Having listed my main complaints with my initial development experience in Rust, I’d like to now discuss the many aspects I really appreciated.

Static Typing

I’ve played around with some languages like Java, C++, and TypeScript that are statically typed, but this was my first real development experience with one. Although I was complaining earlier about how opaque I found the ParseIntError from the compiler, the reality is that figuring out this error in a dynamically typed language would have almost certainly been more difficult to discover. Another benefit is that static typing forced me to think more clearly about what I was trying to do. At the same time, I appreciate that the compiler is often able to intuit what type you are assigning, and so Rust is able to avoid the verbosity that people find off-putting with Java.

No Null Type

Rust doesn’t have Null, None, nil, etc. Anyone that has spent enough time developing knows what a headache these types of errors cause. Instead Rust uses the Option enum that has Some or None variants. This provides a much smoother development experience that results in easier to understand code, and more predictable program behavior.

Excellent Error Handling

I really like how error handling works in Rust. When you want to return a value that you anticipate might have an error, you will write a function that returns a Result type. Result is an enum where the variants are either the expected data type, or else an error that you handle. To sweeten the deal, you can also use the ? operator at the end of statements to pass along error propogation to where it needs to go. While prototyping and doing rapid development, it is common to use the unwrap() method that belongs to the Enum type (Result is a built in type of Enum). It unwraps the Enum and returns the content of an Ok. The problem with this is that it doesn’t handle errors, so the unwrap() method is a common cause of panics. However thanks to how ? operator works, Rust developers have powerful tools to replace unwrap() with proper error handling.
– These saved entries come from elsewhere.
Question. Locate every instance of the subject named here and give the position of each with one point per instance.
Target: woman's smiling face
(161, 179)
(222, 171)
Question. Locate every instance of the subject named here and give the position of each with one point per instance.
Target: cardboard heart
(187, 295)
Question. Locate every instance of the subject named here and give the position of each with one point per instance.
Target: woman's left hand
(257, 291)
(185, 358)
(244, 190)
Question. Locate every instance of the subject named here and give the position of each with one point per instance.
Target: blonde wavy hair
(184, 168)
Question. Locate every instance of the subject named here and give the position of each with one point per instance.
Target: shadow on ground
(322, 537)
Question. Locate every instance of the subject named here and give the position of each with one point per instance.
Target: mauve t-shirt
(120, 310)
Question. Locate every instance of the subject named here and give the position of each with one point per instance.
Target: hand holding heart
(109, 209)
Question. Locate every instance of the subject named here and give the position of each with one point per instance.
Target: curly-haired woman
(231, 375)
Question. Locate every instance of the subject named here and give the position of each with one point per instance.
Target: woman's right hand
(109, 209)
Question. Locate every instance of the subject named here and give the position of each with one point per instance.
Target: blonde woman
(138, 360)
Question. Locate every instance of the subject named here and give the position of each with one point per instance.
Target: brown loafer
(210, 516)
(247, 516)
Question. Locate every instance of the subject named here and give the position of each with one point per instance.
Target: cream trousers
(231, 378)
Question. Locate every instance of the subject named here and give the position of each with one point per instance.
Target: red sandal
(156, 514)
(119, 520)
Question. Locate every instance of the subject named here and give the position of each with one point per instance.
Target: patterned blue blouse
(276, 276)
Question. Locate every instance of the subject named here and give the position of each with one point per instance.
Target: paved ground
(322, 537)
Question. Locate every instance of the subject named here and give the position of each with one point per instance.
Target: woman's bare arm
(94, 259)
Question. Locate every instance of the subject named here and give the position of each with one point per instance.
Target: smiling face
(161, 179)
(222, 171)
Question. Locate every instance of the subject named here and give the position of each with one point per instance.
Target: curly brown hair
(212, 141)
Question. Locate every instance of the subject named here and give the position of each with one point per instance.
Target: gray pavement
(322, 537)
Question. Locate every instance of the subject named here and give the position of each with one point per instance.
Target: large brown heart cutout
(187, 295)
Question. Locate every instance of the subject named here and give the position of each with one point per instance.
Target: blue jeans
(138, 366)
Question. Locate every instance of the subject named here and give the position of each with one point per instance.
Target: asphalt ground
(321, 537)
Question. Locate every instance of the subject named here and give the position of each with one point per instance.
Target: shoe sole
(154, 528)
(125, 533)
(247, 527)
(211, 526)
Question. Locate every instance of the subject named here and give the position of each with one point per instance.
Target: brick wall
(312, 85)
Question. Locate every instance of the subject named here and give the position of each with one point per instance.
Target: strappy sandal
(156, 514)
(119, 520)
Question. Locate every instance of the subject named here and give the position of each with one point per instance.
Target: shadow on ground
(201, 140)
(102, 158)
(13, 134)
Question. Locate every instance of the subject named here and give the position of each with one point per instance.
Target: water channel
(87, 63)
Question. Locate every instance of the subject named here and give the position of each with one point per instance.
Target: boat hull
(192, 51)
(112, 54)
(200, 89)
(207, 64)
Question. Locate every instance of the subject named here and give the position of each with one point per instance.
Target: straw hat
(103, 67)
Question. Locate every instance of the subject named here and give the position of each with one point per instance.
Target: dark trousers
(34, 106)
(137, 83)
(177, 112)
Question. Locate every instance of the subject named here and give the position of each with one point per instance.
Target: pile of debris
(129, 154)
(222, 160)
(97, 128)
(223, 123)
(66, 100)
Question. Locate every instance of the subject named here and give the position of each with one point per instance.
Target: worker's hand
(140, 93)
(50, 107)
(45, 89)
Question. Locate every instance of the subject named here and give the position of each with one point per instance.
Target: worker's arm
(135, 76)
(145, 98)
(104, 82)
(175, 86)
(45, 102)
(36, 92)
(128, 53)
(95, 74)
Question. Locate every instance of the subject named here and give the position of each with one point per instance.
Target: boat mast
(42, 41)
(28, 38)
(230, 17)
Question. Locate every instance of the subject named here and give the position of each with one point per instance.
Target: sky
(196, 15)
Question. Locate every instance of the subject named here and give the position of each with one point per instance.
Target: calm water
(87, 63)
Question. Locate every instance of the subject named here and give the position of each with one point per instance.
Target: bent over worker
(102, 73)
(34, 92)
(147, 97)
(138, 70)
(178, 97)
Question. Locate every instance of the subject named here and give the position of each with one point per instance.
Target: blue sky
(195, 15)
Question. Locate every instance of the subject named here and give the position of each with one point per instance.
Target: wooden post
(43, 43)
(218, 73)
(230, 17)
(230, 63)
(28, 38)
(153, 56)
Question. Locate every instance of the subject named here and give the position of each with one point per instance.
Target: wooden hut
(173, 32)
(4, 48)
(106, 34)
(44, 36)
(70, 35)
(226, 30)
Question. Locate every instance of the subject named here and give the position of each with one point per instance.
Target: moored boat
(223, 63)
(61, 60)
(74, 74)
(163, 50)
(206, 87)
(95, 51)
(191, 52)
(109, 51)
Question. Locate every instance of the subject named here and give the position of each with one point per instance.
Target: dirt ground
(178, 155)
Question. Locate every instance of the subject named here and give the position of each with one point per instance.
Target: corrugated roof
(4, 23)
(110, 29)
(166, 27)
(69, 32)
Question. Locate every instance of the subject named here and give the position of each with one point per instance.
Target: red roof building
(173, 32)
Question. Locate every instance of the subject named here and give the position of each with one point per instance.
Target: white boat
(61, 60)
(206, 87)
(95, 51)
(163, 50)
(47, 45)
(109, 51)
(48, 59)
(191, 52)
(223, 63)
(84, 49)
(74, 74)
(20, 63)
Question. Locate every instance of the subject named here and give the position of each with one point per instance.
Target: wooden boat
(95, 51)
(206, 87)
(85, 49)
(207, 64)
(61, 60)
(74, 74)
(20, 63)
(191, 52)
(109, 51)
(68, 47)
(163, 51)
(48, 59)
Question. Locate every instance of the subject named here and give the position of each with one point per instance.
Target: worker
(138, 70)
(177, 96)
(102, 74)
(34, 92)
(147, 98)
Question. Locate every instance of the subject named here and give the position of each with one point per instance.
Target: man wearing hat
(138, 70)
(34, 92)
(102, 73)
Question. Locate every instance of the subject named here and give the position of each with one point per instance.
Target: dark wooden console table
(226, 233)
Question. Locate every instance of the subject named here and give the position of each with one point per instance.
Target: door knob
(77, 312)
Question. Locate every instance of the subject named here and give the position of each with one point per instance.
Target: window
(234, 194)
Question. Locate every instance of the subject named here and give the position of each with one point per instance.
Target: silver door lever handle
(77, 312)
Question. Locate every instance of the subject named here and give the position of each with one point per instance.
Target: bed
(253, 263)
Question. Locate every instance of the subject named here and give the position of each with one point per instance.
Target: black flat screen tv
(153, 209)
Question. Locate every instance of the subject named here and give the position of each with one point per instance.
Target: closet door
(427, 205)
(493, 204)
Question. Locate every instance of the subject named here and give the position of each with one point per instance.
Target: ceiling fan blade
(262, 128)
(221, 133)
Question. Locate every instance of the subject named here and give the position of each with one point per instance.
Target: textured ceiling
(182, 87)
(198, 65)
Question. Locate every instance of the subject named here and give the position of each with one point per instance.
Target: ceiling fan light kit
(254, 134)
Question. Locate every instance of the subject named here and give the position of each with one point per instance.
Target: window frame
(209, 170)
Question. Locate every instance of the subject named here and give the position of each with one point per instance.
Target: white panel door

Between Result and panic! macros, you have a lot of control over how your program should respond to anticipated errors.

Pattern Matching

Rust has some of the nicest pattern matching syntax I’ve seen in any language, and it is probably the one thing I will miss most when I do work in other languages. As a simple example, in my program I need to read a file. However it is possible that file does not exist, in which case it needs to create the header for a new file. Pattern matching can do this in a few lines of code:

let file = match contents {
    Ok(x) => x,
    _ => String::from("action, date/time stamp, unix time, hours\n"),
};

What’s going on here is we have a variable called contents of the Result type. So that means it has two variants, Ok or Err. If it is Ok it will have a value wrapped up in it, so our match statement says to return that value if it encounters that pattern. Otherwise we have the _ expression, which is a wildcard character. The wildcard serves the same sort of purpose as else in an if-else statement. It’s there to handle any other possibility that might come up. To write a valid match statement you have to account for every possibility. So in this case, the wildcard pattern match occurs for a file not found, in which case it produces the string header instead.

For such a simple case you could certainly handle this with an if-else statement, but the nice thing about the match expression is it can handle much more complex cases with lots of potential variants, and also it has nicer syntax that is easier to understand.

Summary

I think Rust is a really wonderful language. I anticipate that as I get more comfortable with it the problems I experienced will go away, and the things I enjoy about the language will magnify. It might not be my first pick for what to work in for a lot of tasks, but I definitely plan to continue to use it. Rust makes it easier to do ambitious work, and so whatever challenges you might face are always rewarded.